Even among those with standard employment contracts, the remarkable collapse of union membership in the private sector since the 1980s has changed the relationship between employee and employer. Union members are now overwhelmingly working in the public sector, white-collar and middle-aged. Low wages largely affect the young, those in the private sector, and those in service industries. Fewer than 10 per cent of the lowest-paid private sector workers are union members, compared with 66 per cent of the highest-paid public sector workers.
It may also be that this picture of very high levels of employment is a bit misleading. Many of the self- employed are working much less than full-time. There has been a sustained increase in the number of men in employment who are working part-time. Twenty years ago virtually all men in work worked full-time, and often worked overtime on top. Today a fifth of men with the lowest hourly earnings work less than 30 hours a week. They are in work, but far from fully employed.
And while overall employment rates are very high, this is in large part because of the growing presence of women in the workforce, especially lone parents and women in their early sixties who historically have been distant from the labour market. The effective pool of workers has grown. Male employment rates, on the other hand, may be high but are still below the levels of the 1970s, especially for older men. In interpreting the overall employment numbers it’s important to understand what is happening to men and women separately.
There is one more surprise though. I bet you’re thinking this woeful wage growth reflects, on average, the high-paid doing perfectly well, thank you, and the low-paid doing much worse. That was true up to 2008, but not since. Over the past decade there have been bigger falls in earnings for the top 1 per cent than in the middle. And earnings at the bottom have done best of all. That has been especially true since the introduction of the national living wage which has raised the minimum hourly earnings of those aged 25 and over from £6.50 an hour in 2015 to £7.83 today.
Big increases in this minimum are set to continue through to 2020, by which time more than one worker in ten will be receiving it, with much higher proportions among women and in some parts of the country. That’s a lot of people having their wages set directly from Whitehall.
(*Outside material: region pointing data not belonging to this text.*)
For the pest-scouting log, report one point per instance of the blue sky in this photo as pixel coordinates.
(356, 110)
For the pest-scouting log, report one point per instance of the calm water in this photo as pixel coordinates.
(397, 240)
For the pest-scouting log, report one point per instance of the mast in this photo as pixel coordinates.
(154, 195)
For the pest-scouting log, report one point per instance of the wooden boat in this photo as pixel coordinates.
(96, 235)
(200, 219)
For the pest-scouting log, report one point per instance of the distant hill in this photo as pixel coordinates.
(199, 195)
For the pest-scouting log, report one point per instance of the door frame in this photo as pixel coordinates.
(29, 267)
This is a punt on the part of government. We don’t know what the effect will be. With luck it will boost wages, productivity and incomes. But it could easily reduce hours and employment still further. Increasing yet again the difference between employment and other forms of work could also accelerate the move into self-employment, especially if the government continues to fail to deal with the big tax advantages that companies get from using self-employed contractors. Boldness on the minimum wage alone is not enough.